Meanwhile this American Prospect post by Paul Waldman (courtesy of Ezra Klein) about the American media should not be missed. A sample:
"We may not like it," wrote The New York Times' David Brooks, rising to the defense of Charlie Gibson and George Stephanopoulos after last Wednesday's Democratic debate, "but issues like Jeremiah Wright, flag lapels and the Tuzla airport will be important in the fall." Brooks' fellow members of the media elite's innermost circle could not be blamed, he wanted you to know, for they were merely doing their jobs, forcing the candidates to answer the questions they'll have no choice but to confront in the general election.
But don't let him fool you -- Brooks likes it just fine. He and his compatriots would find nothing more boring than a campaign consumed by discussions of individual mandates and redeployment plans, some kind of dreadfully tedious policy wonk-fest where issues of "culture" take only a supporting role.
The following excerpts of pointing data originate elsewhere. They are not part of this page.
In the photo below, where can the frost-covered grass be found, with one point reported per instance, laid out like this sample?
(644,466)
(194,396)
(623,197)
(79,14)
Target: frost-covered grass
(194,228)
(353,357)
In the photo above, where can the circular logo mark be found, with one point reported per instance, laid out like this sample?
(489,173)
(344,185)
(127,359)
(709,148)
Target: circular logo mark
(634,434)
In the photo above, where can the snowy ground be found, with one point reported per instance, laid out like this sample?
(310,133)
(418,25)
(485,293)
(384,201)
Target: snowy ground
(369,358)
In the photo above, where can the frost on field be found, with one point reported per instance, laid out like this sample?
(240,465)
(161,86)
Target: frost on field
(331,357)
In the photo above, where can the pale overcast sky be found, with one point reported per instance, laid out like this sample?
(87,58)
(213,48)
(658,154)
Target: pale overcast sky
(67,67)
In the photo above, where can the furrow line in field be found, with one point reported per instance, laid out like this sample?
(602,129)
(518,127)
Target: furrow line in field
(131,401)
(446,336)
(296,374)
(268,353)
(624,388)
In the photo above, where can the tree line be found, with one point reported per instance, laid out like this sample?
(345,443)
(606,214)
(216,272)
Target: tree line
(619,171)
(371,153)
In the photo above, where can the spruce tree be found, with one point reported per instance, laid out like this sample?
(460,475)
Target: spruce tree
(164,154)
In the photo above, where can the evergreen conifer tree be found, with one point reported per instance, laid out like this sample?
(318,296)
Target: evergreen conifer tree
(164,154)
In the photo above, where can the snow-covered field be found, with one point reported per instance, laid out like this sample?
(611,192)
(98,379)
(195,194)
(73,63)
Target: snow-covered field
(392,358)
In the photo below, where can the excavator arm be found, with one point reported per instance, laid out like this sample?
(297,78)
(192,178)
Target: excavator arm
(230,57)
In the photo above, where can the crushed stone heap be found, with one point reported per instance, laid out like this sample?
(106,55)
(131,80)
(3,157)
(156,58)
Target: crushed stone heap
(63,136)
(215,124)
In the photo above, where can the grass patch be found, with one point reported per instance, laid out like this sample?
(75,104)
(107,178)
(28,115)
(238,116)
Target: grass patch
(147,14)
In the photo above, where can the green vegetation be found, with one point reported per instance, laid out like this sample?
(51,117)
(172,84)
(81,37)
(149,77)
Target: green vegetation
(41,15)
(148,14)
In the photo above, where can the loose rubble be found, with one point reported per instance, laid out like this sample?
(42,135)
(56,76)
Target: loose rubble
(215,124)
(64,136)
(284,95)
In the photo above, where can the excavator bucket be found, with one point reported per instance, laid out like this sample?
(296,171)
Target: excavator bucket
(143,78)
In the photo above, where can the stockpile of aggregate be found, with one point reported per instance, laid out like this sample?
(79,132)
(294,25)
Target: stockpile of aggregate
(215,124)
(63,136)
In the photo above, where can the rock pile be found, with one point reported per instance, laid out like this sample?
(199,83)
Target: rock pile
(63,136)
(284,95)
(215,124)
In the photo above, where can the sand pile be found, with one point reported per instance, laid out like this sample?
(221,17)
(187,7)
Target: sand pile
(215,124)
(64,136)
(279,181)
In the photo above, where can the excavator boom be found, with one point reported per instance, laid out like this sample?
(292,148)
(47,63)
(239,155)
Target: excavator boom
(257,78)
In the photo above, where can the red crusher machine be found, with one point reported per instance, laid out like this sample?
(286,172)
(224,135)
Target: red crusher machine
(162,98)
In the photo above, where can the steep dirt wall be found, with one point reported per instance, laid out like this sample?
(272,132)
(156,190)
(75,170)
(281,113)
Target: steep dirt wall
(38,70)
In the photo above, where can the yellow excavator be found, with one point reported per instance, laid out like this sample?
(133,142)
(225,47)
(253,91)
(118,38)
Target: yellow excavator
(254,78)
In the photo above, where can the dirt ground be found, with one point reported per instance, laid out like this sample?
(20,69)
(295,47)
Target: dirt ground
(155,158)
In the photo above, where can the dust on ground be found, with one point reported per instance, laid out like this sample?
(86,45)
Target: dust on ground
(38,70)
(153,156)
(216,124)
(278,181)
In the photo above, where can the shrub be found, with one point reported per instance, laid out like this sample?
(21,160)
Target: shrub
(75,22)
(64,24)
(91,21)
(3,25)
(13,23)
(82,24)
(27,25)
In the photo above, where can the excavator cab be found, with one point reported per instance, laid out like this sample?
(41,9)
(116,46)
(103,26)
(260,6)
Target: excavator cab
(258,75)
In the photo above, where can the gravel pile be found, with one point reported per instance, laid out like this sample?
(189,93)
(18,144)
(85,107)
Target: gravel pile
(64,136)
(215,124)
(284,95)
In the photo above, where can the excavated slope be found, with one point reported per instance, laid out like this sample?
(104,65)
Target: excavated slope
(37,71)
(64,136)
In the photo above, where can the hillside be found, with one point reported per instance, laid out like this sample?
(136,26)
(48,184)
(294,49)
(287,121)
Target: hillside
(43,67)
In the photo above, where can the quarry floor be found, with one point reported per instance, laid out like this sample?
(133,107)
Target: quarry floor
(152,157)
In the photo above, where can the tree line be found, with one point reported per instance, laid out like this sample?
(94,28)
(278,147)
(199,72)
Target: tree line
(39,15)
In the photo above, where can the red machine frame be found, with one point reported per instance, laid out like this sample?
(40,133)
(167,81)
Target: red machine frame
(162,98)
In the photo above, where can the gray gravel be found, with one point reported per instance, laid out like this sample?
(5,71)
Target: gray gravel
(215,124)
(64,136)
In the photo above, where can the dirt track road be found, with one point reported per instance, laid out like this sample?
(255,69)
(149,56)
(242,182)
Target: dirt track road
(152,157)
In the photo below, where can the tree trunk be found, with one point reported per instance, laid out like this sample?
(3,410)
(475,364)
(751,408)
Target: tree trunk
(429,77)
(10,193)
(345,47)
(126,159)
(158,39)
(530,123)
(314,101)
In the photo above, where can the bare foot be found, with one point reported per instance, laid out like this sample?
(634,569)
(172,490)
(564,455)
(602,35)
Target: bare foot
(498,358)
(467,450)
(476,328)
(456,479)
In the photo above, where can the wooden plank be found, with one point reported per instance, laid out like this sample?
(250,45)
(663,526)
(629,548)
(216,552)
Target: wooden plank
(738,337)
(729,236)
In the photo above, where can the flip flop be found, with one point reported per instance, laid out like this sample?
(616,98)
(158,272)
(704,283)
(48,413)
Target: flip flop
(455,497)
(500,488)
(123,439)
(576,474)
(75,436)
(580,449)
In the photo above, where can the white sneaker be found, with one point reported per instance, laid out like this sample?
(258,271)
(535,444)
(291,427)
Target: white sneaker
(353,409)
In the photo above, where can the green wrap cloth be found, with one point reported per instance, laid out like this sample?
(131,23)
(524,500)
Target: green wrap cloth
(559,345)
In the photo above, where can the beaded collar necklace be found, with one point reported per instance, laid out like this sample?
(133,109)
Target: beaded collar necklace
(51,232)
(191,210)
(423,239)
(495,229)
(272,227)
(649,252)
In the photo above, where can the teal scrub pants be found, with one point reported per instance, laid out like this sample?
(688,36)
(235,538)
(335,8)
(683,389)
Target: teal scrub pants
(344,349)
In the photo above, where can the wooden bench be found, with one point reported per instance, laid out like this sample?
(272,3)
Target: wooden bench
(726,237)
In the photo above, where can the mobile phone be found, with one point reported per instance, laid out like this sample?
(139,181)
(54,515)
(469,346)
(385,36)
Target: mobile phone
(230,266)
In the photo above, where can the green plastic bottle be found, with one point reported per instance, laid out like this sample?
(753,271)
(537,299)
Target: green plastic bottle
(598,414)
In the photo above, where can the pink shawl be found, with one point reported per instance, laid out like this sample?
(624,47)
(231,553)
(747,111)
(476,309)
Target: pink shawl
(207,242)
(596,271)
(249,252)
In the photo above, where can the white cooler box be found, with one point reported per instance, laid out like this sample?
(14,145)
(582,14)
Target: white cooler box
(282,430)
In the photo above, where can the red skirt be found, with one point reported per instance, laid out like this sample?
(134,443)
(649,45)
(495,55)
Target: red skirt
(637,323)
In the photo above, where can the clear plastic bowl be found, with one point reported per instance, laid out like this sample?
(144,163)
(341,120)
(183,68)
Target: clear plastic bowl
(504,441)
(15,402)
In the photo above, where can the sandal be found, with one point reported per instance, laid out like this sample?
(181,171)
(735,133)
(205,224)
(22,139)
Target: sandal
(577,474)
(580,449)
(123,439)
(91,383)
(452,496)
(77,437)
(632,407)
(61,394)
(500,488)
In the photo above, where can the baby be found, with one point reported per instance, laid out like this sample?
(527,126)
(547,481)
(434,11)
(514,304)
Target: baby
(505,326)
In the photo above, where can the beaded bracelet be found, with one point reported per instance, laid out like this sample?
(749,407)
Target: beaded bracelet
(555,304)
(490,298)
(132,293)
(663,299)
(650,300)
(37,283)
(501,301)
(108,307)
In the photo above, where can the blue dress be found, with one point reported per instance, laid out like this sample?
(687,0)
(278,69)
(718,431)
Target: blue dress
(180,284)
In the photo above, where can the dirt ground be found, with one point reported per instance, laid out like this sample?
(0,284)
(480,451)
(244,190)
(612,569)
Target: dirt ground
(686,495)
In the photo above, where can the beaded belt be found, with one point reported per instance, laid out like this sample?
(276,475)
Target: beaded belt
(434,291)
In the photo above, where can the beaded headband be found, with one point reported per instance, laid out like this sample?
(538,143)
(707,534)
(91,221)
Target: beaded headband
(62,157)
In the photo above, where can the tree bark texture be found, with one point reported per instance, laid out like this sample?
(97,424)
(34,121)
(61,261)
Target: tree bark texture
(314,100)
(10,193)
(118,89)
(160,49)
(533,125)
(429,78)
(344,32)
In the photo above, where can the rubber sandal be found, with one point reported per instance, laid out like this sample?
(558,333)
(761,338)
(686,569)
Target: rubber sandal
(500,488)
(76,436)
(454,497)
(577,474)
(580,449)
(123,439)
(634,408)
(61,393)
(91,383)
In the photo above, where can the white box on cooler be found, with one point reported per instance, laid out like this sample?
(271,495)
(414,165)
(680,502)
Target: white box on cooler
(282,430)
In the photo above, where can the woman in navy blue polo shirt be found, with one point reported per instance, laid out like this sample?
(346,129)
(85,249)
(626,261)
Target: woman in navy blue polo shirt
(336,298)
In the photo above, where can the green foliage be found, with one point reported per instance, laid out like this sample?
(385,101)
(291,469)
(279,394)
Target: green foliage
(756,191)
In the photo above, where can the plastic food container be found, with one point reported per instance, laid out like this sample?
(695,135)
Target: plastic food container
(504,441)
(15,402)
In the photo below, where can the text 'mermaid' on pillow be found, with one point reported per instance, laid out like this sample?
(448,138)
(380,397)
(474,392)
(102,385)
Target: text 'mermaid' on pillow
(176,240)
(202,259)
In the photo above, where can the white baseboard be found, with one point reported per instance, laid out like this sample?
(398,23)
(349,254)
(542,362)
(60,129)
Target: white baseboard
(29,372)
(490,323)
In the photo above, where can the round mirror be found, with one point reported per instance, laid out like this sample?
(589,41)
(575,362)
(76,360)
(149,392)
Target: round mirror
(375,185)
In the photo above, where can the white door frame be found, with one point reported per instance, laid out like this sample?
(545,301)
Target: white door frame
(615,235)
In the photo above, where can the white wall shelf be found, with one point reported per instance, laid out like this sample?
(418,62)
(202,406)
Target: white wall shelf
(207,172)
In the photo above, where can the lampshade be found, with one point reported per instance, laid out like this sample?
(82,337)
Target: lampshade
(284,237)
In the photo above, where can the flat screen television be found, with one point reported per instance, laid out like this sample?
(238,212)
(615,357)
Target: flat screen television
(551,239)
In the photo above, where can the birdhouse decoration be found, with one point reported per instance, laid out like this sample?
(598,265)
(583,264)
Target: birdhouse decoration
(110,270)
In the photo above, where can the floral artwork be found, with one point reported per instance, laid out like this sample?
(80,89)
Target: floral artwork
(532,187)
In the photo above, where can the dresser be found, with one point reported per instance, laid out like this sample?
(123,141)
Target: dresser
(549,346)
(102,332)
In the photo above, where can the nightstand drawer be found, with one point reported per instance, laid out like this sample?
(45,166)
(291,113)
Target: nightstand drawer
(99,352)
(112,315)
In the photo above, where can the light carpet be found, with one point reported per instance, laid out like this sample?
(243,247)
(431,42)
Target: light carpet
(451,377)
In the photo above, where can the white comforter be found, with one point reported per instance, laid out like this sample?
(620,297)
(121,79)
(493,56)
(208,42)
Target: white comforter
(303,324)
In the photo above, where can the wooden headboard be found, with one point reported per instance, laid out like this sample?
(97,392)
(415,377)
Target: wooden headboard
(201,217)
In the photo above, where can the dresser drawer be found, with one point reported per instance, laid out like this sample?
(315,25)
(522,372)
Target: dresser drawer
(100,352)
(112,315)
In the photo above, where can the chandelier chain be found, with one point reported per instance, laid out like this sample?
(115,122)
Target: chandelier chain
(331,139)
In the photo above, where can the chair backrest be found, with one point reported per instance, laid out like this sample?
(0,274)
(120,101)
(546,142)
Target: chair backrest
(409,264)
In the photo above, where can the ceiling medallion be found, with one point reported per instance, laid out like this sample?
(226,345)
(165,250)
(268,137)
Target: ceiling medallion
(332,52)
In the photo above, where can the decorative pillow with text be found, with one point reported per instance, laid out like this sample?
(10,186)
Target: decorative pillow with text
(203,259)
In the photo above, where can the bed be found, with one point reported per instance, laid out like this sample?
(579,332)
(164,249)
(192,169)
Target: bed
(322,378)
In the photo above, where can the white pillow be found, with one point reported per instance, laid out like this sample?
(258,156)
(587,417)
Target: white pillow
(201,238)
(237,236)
How then would he mine the red state-blue state pop sociology that took him from a mildly interesting writer for a conservative magazine to a prince of "serious" mass media, with gigs at The New York Times, PBS, and NPR? Where would he find the opportunities to explicate the contrast between riding mowers and Wal-Mart (virtuous and authentic) and lattes and Whole Foods (elitist and phony)?
Brooks' justification of the ABC personalities' shark-jumping performance was emblematic of the press' self-conception, the exaltation of the passive voice. "Issues" like flag pins "will be important." And how will this happen? From whence will this importance come? Will the heavens open, trumpets blare, and God himself command in a booming voice that reporters shall write about flag pins, no matter what their better natures and their obligations to the public might dictate?
Of course not. Reporters will choose to write about flag pins. They will choose to write about whether some catastrophic, heretofore hidden character flaw has been revealed by a comment a candidate made, or by a comment somebody who knows the candidate made. They are not merely conduits for the campaign's discourse, they create the campaign's discourse, as much as the candidates themselves.